Een samenvatting van regels en criteria
Van auteur David van Lierde onthouden we navolgende regels:
- De studie moet een normale voortgang kennen waarbij de student voldoende ijver bekwaamheid en inzicht aan de dag legt zodat de studies succesvol zouden kunnen worden beëindigd.
- De plicht vervalt wanneer het kind een einddiploma bekomt van het hoger onderwijs en dit op basis van de overweging dat het op dat ogenblik beschikt over alle troeven om een toegang te krijgen op de arbeidsmarkt. Evenwel wordt deze regel door de rechtspraak gerelativeerd waarbij er onder meer wordt rekening gehouden met de mogelijkheden van de ouders maar vooral met de initiële keuze van de student.

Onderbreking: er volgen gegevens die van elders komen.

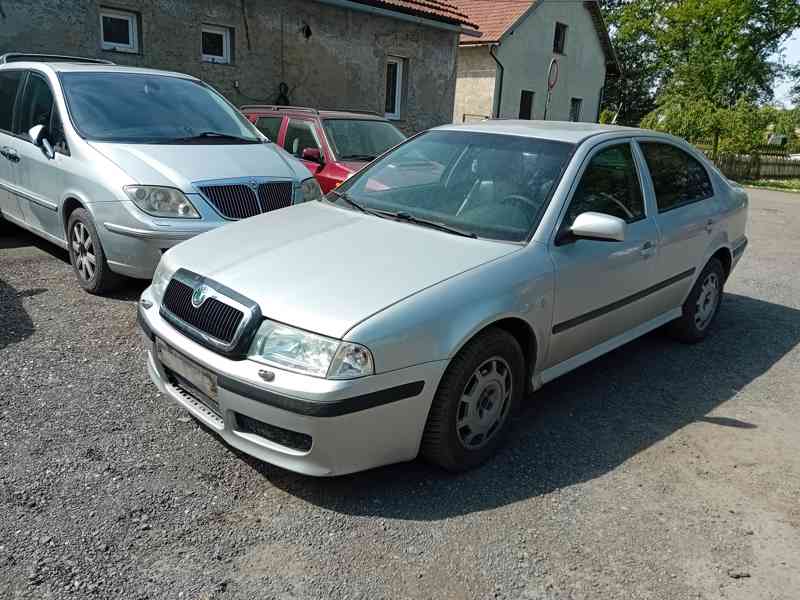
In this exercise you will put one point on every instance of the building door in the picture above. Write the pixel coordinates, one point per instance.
(526, 104)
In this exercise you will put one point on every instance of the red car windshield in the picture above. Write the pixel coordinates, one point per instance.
(360, 139)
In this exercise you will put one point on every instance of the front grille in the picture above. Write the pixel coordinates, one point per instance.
(233, 201)
(213, 317)
(275, 195)
(285, 437)
(239, 201)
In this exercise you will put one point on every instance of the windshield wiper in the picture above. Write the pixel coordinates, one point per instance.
(367, 157)
(409, 218)
(344, 196)
(215, 135)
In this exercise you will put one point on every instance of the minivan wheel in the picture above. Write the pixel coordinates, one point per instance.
(87, 256)
(702, 305)
(474, 406)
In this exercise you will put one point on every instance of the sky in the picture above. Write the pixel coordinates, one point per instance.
(791, 53)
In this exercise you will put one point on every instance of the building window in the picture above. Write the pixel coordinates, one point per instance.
(526, 104)
(575, 109)
(216, 44)
(394, 87)
(560, 38)
(119, 30)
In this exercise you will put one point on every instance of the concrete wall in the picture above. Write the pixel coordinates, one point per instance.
(475, 88)
(341, 65)
(526, 57)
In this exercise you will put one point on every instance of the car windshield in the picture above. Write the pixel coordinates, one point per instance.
(361, 139)
(487, 185)
(152, 109)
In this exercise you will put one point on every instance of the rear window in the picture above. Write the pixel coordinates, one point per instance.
(678, 178)
(9, 83)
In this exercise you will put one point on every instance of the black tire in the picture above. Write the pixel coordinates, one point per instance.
(702, 306)
(445, 442)
(87, 256)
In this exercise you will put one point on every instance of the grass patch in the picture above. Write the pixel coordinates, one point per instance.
(785, 185)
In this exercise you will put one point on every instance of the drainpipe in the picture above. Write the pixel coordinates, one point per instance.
(502, 70)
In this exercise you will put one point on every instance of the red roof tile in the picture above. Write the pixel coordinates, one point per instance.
(493, 17)
(436, 10)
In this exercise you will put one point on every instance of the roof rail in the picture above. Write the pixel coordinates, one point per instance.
(279, 107)
(24, 56)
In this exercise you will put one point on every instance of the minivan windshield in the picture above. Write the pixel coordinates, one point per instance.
(361, 139)
(479, 184)
(149, 108)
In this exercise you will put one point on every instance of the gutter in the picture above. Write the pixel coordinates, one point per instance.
(502, 70)
(383, 12)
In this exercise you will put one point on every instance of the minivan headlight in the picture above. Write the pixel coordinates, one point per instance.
(309, 190)
(309, 353)
(160, 201)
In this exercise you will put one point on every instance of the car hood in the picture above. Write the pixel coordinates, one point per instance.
(325, 269)
(181, 165)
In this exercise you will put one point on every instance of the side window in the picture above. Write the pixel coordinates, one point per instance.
(269, 126)
(299, 136)
(678, 178)
(37, 104)
(9, 82)
(609, 185)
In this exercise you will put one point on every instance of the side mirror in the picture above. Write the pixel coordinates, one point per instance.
(38, 135)
(595, 226)
(312, 155)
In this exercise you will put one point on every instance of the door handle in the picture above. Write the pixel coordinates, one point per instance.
(10, 154)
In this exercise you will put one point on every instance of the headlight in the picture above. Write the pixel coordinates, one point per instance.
(309, 353)
(160, 280)
(309, 190)
(161, 201)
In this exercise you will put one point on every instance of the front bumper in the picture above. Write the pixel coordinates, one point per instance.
(351, 425)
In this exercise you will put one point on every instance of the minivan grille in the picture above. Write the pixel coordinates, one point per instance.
(239, 201)
(213, 317)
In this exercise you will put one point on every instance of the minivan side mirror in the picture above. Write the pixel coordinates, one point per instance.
(38, 135)
(312, 155)
(595, 226)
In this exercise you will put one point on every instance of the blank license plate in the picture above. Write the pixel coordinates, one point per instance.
(202, 379)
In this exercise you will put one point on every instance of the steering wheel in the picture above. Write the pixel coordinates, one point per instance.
(518, 198)
(621, 206)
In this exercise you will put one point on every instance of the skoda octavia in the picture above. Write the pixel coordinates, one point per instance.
(414, 309)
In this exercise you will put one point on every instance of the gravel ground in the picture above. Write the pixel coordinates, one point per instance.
(660, 471)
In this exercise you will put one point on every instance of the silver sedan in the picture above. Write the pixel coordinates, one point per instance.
(415, 308)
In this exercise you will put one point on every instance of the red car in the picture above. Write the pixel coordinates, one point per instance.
(332, 144)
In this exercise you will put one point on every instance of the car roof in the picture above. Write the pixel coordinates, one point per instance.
(312, 112)
(78, 67)
(561, 131)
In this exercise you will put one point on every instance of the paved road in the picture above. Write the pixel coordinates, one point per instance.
(660, 471)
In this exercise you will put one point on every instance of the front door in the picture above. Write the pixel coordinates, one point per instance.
(9, 85)
(40, 179)
(599, 283)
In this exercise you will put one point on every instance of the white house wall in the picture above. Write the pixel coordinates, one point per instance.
(526, 55)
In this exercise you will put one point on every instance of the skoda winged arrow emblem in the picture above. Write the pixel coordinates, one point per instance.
(199, 295)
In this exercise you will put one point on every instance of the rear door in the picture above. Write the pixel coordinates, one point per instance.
(687, 206)
(10, 83)
(602, 287)
(40, 180)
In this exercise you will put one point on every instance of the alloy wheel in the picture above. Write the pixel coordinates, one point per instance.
(484, 403)
(84, 251)
(707, 301)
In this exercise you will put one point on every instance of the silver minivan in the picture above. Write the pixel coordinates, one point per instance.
(117, 164)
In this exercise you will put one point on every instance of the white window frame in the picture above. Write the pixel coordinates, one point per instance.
(133, 30)
(398, 90)
(225, 32)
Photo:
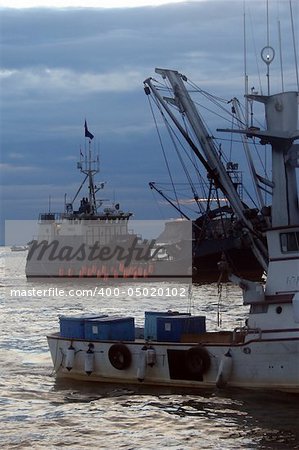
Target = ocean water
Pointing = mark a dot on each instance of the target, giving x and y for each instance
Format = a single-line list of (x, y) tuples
[(38, 412)]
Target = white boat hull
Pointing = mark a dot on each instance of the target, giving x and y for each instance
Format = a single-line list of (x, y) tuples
[(263, 364)]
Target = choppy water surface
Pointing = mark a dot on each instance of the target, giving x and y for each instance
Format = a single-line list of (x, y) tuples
[(38, 412)]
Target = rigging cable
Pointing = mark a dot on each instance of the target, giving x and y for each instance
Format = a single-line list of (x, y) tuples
[(163, 150)]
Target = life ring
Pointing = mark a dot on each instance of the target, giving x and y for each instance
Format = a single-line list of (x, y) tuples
[(120, 356), (197, 360)]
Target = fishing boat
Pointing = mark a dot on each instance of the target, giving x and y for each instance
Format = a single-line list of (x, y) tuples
[(174, 349), (93, 240)]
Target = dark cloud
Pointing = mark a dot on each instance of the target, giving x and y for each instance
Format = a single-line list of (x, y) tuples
[(61, 66)]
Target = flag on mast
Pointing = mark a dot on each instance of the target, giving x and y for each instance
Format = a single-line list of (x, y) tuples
[(87, 132)]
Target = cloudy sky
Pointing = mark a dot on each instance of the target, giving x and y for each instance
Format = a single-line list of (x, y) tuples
[(60, 66)]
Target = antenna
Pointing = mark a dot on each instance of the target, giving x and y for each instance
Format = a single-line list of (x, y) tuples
[(280, 57), (268, 53), (245, 70), (294, 45)]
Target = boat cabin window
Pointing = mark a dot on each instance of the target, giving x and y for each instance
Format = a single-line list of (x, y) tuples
[(289, 242)]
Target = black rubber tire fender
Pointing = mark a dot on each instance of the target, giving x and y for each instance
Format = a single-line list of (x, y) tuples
[(120, 356), (198, 360)]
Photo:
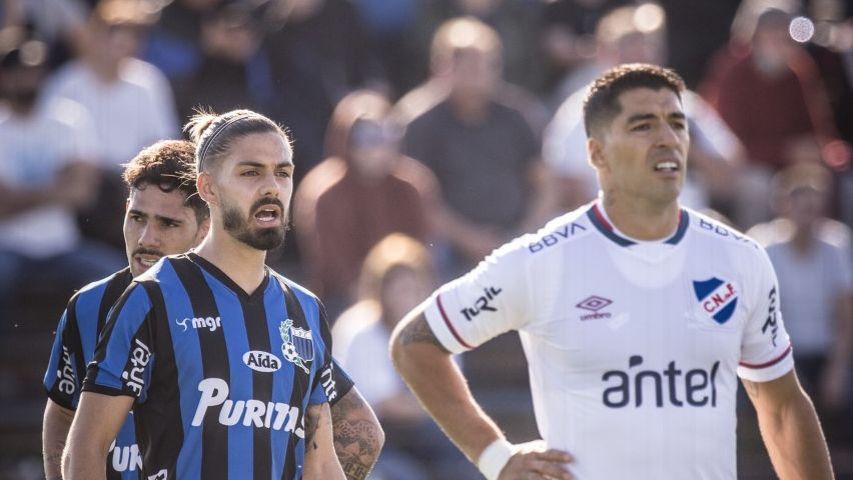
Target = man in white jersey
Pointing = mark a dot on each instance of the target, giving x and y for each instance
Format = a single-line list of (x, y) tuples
[(637, 317)]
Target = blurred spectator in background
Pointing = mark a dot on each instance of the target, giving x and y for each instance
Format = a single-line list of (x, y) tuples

Er wordt in rechtbanken uitgegaan van het principe van de voltooiing van de opleiding die kan bestaan uit het behalen van meerdere diploma’s waarbij er dan wel vereist wordt dat deze diploma’s een onderlinge samenhang hebben.
Conclusie
In de scheidingsregelingen en meer bepaald in de ouderschapsovereenkomsten die ik als bemiddelaar opmaak wordt de ouders het navolgende voorgesteld:
- De ouders hebben een onderhoudsplicht tot wanneer het kind zijn of haar opleiding heeft voltooid. Het spreekt voor zich dat het kind blijk moet geven van voldoende ijver en bekwaamheid.
- Mijnheer en mevrouw komen overeen dat de kostenregeling pas stopt de eerste maand waarin het kind een eigen inkomen heeft uit arbeid of een vervangingsinkomen / leefloon ontvangt.